There are several lines of this at several different occasions, should I be worried ??

Regards

----------

## nasher

worms / scripts that are trying to execute commands so they can 'hack' u.

just update ur apache with security bugfixes etc 

if u can, put it to an other port or close the port from the 'big bad world'   :Smile: 

-update-

https://forums.gentoo.org/viewtopic.php?t=61042&highlight=system32+cmd+exe

----------

## kronon

I get this constantly in my apache logs 2. But so far no one has gotten in. Most scripts think you are using windows any way.

----------

## jaska

I wouldn't be too worried, they are exe files, they dont run in unix environments, atleast not without wine.

----------

## ponds

it looks like someone is scanning all of your IP block on port 80 testing vs a database of known IIS exploits ( directory transversal  attacks ).

You don't really have anything to worry about, just make sure you patch apache ( and all your other servers ) when a vuln hits, because they might one day decide to scan for apache  :Smile:  .

----------

## professorn

Wasn't this one of IIS unicodebugs which made it possible for a attacker to use cmd to diffrent things ?

----------

## M104

It's good for you to check your log files like this!   :Very Happy:   Fortunately, these "attacks" are all for Windows based servers.  You are also going to see "GET whatever.com HTTP/1.0" requests too and those are scr1pt k1ddi3s looking for an open proxy server.  You may also see "OPTIONS / HTTP/1.1" and "SEARCH / HTTP/1.1" requests as well.  Basically, these are coming from scripts that crackers use to look for weak web servers.  As mentioned above, keep your stuff up to date and you don't have to worry.

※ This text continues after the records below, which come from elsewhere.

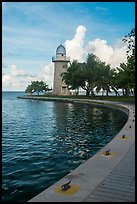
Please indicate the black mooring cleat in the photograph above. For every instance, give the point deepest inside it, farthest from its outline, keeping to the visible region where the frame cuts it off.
(65, 186)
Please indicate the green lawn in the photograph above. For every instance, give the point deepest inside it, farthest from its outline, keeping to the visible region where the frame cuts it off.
(129, 99)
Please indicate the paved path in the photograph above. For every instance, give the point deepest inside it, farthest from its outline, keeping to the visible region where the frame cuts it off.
(101, 178)
(119, 185)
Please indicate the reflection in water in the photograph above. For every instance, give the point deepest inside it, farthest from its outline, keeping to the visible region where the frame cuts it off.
(43, 141)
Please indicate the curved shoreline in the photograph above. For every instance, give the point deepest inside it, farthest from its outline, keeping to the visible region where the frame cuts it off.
(91, 173)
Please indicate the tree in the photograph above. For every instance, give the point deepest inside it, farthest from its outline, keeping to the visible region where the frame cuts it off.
(73, 76)
(106, 80)
(126, 71)
(37, 86)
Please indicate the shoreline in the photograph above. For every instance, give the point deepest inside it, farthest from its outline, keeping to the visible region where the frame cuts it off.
(92, 172)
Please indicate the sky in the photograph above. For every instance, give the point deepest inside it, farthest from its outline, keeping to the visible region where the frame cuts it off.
(32, 31)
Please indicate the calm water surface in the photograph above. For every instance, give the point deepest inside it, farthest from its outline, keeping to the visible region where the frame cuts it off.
(43, 141)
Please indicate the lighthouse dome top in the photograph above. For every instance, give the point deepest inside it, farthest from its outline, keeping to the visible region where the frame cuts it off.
(61, 50)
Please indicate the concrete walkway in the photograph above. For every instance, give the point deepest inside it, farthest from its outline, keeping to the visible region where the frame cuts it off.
(119, 185)
(102, 178)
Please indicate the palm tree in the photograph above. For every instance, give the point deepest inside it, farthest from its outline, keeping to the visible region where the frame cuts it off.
(106, 79)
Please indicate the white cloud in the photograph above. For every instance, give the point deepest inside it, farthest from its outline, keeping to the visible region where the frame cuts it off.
(18, 78)
(75, 47)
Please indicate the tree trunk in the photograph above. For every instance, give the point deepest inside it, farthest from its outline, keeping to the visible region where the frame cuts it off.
(92, 93)
(87, 92)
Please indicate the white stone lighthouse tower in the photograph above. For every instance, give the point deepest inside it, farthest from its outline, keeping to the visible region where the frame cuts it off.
(61, 64)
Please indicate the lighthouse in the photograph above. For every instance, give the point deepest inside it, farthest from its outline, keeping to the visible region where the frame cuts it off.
(60, 65)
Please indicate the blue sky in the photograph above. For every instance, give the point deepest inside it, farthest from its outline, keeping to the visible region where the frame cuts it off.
(31, 32)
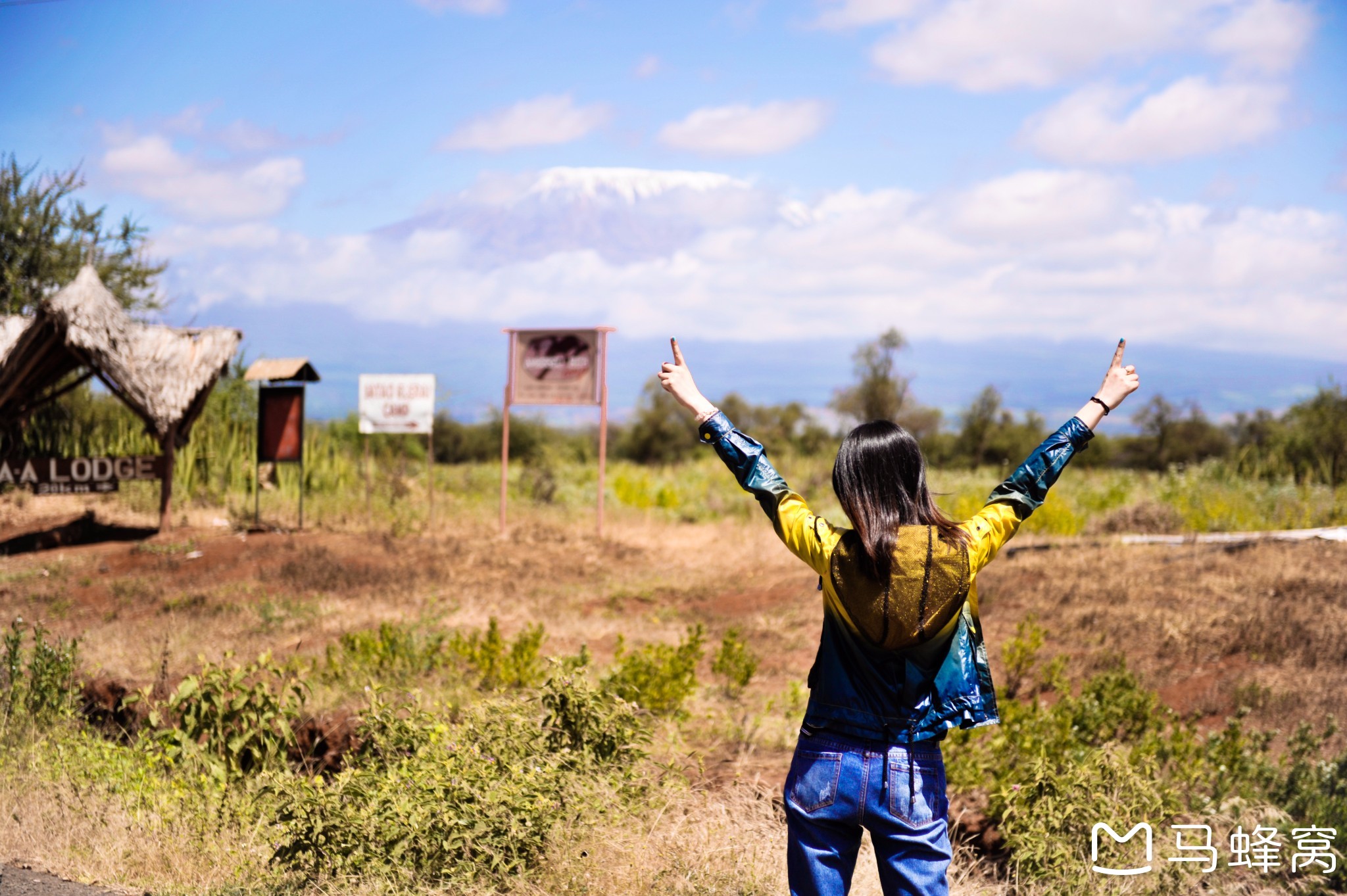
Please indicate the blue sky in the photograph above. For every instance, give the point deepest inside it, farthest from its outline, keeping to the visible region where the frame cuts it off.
(764, 179)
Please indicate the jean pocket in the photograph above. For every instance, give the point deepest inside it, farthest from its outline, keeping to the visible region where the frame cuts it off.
(916, 795)
(812, 784)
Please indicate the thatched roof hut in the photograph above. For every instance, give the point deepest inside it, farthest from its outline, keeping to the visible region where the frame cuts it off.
(162, 373)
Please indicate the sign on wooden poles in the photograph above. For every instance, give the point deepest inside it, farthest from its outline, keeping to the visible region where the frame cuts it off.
(78, 475)
(281, 419)
(556, 367)
(401, 404)
(397, 402)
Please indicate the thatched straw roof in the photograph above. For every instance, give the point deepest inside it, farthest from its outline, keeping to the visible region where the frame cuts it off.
(162, 373)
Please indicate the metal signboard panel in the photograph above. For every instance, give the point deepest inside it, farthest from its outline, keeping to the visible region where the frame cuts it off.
(397, 402)
(281, 424)
(555, 367)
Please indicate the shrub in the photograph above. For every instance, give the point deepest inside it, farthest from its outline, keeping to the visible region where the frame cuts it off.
(43, 684)
(497, 663)
(592, 726)
(237, 717)
(389, 651)
(433, 801)
(658, 677)
(735, 662)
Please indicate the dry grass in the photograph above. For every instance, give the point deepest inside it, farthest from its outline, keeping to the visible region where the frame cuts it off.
(1212, 628)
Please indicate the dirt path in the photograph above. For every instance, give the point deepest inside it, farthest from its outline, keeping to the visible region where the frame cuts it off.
(20, 882)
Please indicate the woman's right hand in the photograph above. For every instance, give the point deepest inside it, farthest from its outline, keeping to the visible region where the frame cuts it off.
(678, 381)
(1119, 381)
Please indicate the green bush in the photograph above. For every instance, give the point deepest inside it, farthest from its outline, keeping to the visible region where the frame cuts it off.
(391, 651)
(38, 682)
(592, 726)
(736, 662)
(499, 663)
(235, 717)
(658, 677)
(433, 801)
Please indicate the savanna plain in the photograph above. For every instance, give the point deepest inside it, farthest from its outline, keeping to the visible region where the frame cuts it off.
(383, 703)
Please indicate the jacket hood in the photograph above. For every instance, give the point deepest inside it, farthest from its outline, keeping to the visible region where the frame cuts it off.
(923, 596)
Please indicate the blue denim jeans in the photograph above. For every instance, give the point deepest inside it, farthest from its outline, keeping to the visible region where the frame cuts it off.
(839, 785)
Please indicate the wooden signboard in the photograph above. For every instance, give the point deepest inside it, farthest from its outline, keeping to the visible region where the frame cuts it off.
(556, 367)
(78, 475)
(281, 424)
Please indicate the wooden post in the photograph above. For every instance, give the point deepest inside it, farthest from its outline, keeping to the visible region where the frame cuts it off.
(170, 452)
(506, 450)
(602, 427)
(370, 477)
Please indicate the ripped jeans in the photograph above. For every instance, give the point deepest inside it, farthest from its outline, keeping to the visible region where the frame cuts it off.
(839, 785)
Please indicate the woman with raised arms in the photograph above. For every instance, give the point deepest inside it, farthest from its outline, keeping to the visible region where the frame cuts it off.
(902, 658)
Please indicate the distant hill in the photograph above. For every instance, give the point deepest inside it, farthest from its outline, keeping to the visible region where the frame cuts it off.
(469, 358)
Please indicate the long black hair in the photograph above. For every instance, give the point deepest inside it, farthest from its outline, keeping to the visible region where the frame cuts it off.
(880, 479)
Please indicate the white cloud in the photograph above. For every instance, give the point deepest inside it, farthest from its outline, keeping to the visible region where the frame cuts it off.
(1035, 254)
(1264, 35)
(853, 14)
(194, 189)
(470, 7)
(649, 66)
(546, 120)
(996, 45)
(747, 131)
(236, 136)
(1190, 118)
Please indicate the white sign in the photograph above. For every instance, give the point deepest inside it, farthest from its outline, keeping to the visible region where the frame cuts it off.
(397, 402)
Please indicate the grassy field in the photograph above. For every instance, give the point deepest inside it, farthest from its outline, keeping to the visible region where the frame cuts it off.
(378, 707)
(1087, 501)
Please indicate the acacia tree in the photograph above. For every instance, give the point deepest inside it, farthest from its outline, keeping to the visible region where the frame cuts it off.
(879, 392)
(46, 236)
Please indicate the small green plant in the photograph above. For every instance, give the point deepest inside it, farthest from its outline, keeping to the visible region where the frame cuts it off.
(235, 717)
(389, 653)
(658, 677)
(736, 662)
(41, 684)
(451, 802)
(592, 726)
(499, 663)
(1021, 653)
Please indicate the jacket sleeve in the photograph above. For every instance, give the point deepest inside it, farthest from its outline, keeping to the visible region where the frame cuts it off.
(808, 536)
(1012, 502)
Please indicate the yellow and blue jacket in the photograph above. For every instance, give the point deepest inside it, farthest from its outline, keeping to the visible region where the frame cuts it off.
(900, 661)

I've got a couple of hosts (144.137.67.249 comes to mind) that keep sending my server this crap, even though it's clearly not working.   :Laughing: 

----------

## JoeW71

Thanks guys for all the answers, it is always nice to visit these forums when I have a problem. So many people wanting to help, I've almost given up on Googling   :Shocked:  since I installed Gentoo, no matter what's the problem, when I search the forums I find that someone has ideas or tips to fix it.

Once again, thank you   :Very Happy: 

----------

## aroedl

Hello!

If you wanna know if you were hacked:

  emerge chkrootkit

  chkrootkit

Andi

----------

## jief

that reminds me of the first time i checked my apache logs. I didnt know back then was robots.txt was. I got scared shitless, took my webserver offline. Until my friend told me this file is used by crawlers and spiders to get data about your site. I then checked the IPs, most were on the IP-range of google, yahoo, etc.

----------

## GentooBox

A few vira check if it can get cmd.exe (windows commandprompt) from a IIS and/or apache server.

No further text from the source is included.